= Post-Saladoid period in Antigua and Barbuda =

Historical period in Antigua and Barbuda

The post-Saladoid period in pre-Columbian Antigua and Barbuda refers to the immediate period before the colonisation of Antigua and Barbuda, commencing with the conclusion of the Ceramic period around 700 AD. Like the previous period, the primary inhabitants were the Arawak (Taíno). The Arawak departed the islands around 1200 AD, and some sources claim that they were succeeded by the Kalinago who inhabited the islands up to the colonial era. The Arawak likely left due to the exhaustion of resources. Similarly to the Ceramic period, the inhabitants of the islands lived in coastal villages, and this period is generally considered to be the peak of indigenous settlement. Agriculture was present and villages were strategically positioned to be close to reefs where fish and other seafood could be accessed. Major post-Saladoid villages on Antigua included Coconut Hall, Mill Reef, Muddy Bay, and Winthorpe's West. The Arawak called Antigua Yarumaqui.

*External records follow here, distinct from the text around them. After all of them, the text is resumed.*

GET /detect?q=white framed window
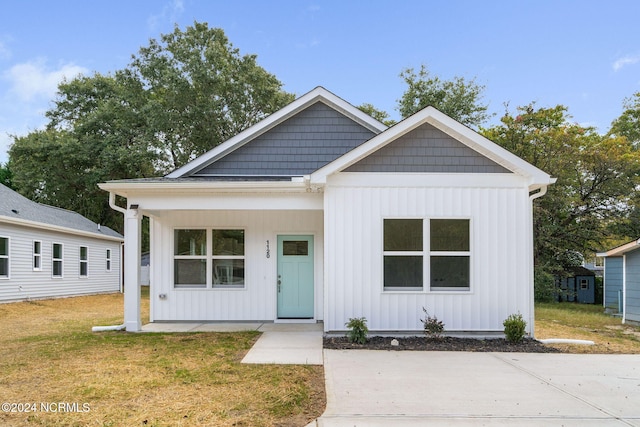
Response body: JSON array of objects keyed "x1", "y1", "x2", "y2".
[
  {"x1": 79, "y1": 246, "x2": 89, "y2": 277},
  {"x1": 429, "y1": 219, "x2": 471, "y2": 291},
  {"x1": 0, "y1": 237, "x2": 10, "y2": 279},
  {"x1": 106, "y1": 249, "x2": 111, "y2": 271},
  {"x1": 383, "y1": 218, "x2": 424, "y2": 291},
  {"x1": 211, "y1": 229, "x2": 245, "y2": 288},
  {"x1": 51, "y1": 243, "x2": 64, "y2": 277},
  {"x1": 33, "y1": 240, "x2": 42, "y2": 271},
  {"x1": 173, "y1": 228, "x2": 245, "y2": 288}
]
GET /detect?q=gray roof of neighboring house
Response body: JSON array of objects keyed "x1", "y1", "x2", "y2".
[{"x1": 0, "y1": 184, "x2": 122, "y2": 239}]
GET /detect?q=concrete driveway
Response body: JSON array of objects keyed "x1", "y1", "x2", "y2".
[{"x1": 310, "y1": 350, "x2": 640, "y2": 427}]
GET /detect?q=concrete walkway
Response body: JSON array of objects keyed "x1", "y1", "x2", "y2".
[{"x1": 310, "y1": 350, "x2": 640, "y2": 427}]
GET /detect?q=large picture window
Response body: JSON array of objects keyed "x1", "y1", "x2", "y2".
[
  {"x1": 0, "y1": 237, "x2": 9, "y2": 279},
  {"x1": 174, "y1": 229, "x2": 245, "y2": 288},
  {"x1": 211, "y1": 230, "x2": 244, "y2": 287},
  {"x1": 384, "y1": 219, "x2": 424, "y2": 290},
  {"x1": 80, "y1": 246, "x2": 89, "y2": 277},
  {"x1": 173, "y1": 230, "x2": 207, "y2": 288},
  {"x1": 429, "y1": 219, "x2": 471, "y2": 291}
]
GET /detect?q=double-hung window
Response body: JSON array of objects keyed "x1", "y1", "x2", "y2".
[
  {"x1": 107, "y1": 249, "x2": 111, "y2": 271},
  {"x1": 0, "y1": 237, "x2": 9, "y2": 279},
  {"x1": 173, "y1": 228, "x2": 245, "y2": 288},
  {"x1": 429, "y1": 219, "x2": 471, "y2": 291},
  {"x1": 80, "y1": 246, "x2": 89, "y2": 277},
  {"x1": 383, "y1": 219, "x2": 424, "y2": 291},
  {"x1": 33, "y1": 240, "x2": 42, "y2": 271},
  {"x1": 51, "y1": 243, "x2": 63, "y2": 277}
]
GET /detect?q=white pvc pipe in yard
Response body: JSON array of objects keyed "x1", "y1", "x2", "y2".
[
  {"x1": 538, "y1": 338, "x2": 595, "y2": 345},
  {"x1": 91, "y1": 325, "x2": 125, "y2": 332}
]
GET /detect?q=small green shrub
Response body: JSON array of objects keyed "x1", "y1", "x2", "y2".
[
  {"x1": 420, "y1": 307, "x2": 444, "y2": 338},
  {"x1": 502, "y1": 313, "x2": 527, "y2": 344},
  {"x1": 345, "y1": 317, "x2": 369, "y2": 344}
]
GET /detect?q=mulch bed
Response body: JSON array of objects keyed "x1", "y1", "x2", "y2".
[{"x1": 324, "y1": 337, "x2": 560, "y2": 353}]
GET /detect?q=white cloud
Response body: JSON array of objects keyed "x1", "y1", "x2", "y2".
[
  {"x1": 613, "y1": 55, "x2": 640, "y2": 71},
  {"x1": 147, "y1": 0, "x2": 184, "y2": 31},
  {"x1": 2, "y1": 59, "x2": 89, "y2": 102}
]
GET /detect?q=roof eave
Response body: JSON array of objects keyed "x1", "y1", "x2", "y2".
[{"x1": 0, "y1": 215, "x2": 124, "y2": 242}]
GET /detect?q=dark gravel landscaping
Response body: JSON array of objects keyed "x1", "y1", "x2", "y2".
[{"x1": 324, "y1": 337, "x2": 560, "y2": 353}]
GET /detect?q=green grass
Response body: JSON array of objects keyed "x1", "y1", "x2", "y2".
[
  {"x1": 0, "y1": 295, "x2": 325, "y2": 426},
  {"x1": 535, "y1": 303, "x2": 640, "y2": 354}
]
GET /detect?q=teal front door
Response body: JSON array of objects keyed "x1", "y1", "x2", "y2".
[{"x1": 278, "y1": 235, "x2": 313, "y2": 319}]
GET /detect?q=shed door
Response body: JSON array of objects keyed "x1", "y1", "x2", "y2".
[{"x1": 278, "y1": 235, "x2": 314, "y2": 319}]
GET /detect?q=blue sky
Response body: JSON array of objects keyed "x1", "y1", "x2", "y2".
[{"x1": 0, "y1": 0, "x2": 640, "y2": 162}]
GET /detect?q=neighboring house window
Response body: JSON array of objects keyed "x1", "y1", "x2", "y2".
[
  {"x1": 33, "y1": 240, "x2": 42, "y2": 271},
  {"x1": 107, "y1": 249, "x2": 111, "y2": 271},
  {"x1": 383, "y1": 219, "x2": 424, "y2": 290},
  {"x1": 211, "y1": 230, "x2": 244, "y2": 288},
  {"x1": 51, "y1": 243, "x2": 63, "y2": 277},
  {"x1": 429, "y1": 219, "x2": 471, "y2": 291},
  {"x1": 173, "y1": 229, "x2": 207, "y2": 288},
  {"x1": 0, "y1": 237, "x2": 9, "y2": 279},
  {"x1": 80, "y1": 246, "x2": 89, "y2": 277}
]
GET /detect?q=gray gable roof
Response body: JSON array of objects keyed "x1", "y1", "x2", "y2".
[
  {"x1": 345, "y1": 123, "x2": 511, "y2": 173},
  {"x1": 0, "y1": 184, "x2": 122, "y2": 239},
  {"x1": 191, "y1": 101, "x2": 376, "y2": 177}
]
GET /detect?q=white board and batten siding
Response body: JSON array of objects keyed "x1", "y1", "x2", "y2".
[
  {"x1": 325, "y1": 173, "x2": 532, "y2": 332},
  {"x1": 148, "y1": 209, "x2": 324, "y2": 321},
  {"x1": 0, "y1": 223, "x2": 122, "y2": 302}
]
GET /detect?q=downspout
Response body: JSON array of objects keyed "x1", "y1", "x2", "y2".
[
  {"x1": 529, "y1": 185, "x2": 547, "y2": 338},
  {"x1": 91, "y1": 191, "x2": 127, "y2": 332}
]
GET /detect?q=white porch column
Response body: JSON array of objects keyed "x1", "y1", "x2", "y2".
[{"x1": 124, "y1": 209, "x2": 142, "y2": 332}]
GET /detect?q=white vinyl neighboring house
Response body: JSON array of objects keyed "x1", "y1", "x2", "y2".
[
  {"x1": 0, "y1": 184, "x2": 124, "y2": 302},
  {"x1": 100, "y1": 87, "x2": 555, "y2": 335}
]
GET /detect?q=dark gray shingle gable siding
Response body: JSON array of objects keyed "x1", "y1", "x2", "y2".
[
  {"x1": 345, "y1": 124, "x2": 510, "y2": 173},
  {"x1": 192, "y1": 102, "x2": 375, "y2": 177}
]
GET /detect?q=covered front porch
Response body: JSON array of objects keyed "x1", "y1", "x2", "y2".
[{"x1": 116, "y1": 183, "x2": 324, "y2": 331}]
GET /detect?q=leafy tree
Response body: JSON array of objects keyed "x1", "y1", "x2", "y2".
[
  {"x1": 128, "y1": 22, "x2": 294, "y2": 169},
  {"x1": 398, "y1": 65, "x2": 490, "y2": 128},
  {"x1": 9, "y1": 22, "x2": 293, "y2": 231},
  {"x1": 358, "y1": 103, "x2": 396, "y2": 126},
  {"x1": 609, "y1": 92, "x2": 640, "y2": 148},
  {"x1": 481, "y1": 104, "x2": 640, "y2": 288}
]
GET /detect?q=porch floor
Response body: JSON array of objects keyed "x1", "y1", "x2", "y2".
[{"x1": 142, "y1": 322, "x2": 323, "y2": 365}]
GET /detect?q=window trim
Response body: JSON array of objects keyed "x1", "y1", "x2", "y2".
[
  {"x1": 78, "y1": 246, "x2": 89, "y2": 278},
  {"x1": 171, "y1": 225, "x2": 247, "y2": 291},
  {"x1": 381, "y1": 219, "x2": 429, "y2": 293},
  {"x1": 426, "y1": 216, "x2": 473, "y2": 293},
  {"x1": 51, "y1": 242, "x2": 64, "y2": 279},
  {"x1": 0, "y1": 236, "x2": 11, "y2": 280},
  {"x1": 105, "y1": 248, "x2": 111, "y2": 271},
  {"x1": 31, "y1": 240, "x2": 42, "y2": 271}
]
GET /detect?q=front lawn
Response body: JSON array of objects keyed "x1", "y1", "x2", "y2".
[
  {"x1": 0, "y1": 294, "x2": 325, "y2": 426},
  {"x1": 535, "y1": 302, "x2": 640, "y2": 354}
]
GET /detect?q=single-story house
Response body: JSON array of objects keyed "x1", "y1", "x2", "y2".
[
  {"x1": 598, "y1": 239, "x2": 640, "y2": 323},
  {"x1": 100, "y1": 87, "x2": 555, "y2": 333},
  {"x1": 556, "y1": 266, "x2": 596, "y2": 304},
  {"x1": 0, "y1": 184, "x2": 124, "y2": 302}
]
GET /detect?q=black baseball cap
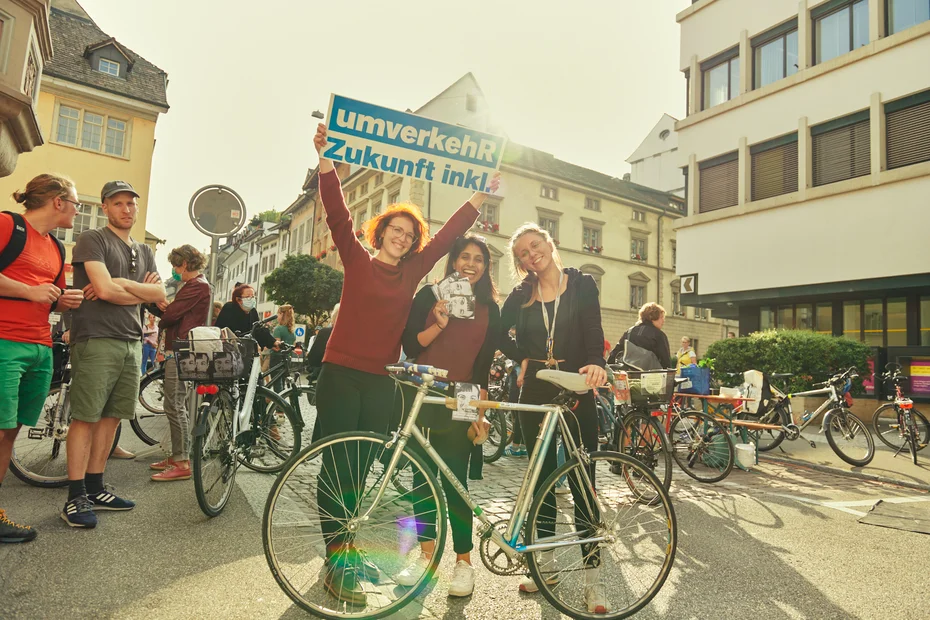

The islands had a primarily marine-based bartering economy during this period. Fish and shellfish remains are often found at post-Saladoid sites. Many settlements from the Ceramic period continued to exist during the Post-Saladoid period. Pottery, albeit less complex during its later years, also continued to be produced around this time. Religious vessels, including ones featuring faces and animals have also been discovered at Muddy Bay. Due to the high supply of chert on Long Island, ancient Antiguans and Barbudans alike would use resources from this island to produce tools. Shell and stone based tools were also used.

While settlement patterns in this era was increasingly sea-based compared to the Ceramic period, inland areas, including the Shekerley Mountains, also had an indigenous presence. The spring at Wallings was used as a source for freshwater. Village sites at Green Castle Hill and Guinea Bush in Saint Paul were still noted to have marine artifacts. It is thought that the Arawak left the islands around 1200 AD after exhausting all the islands' resources.

Following the departure of the Arawak, there are historical accounts of Kalinago habitation on the island. The Kalinago called Antigua Wa'ladli, Barbuda Wa'omoni, and Redonda Ocanamanru. Some Kalinago continued to come to the islands after colonisation, conducting raids with hundreds of participants from Saint Vincent and Dominica as late as 1668 in Barbuda.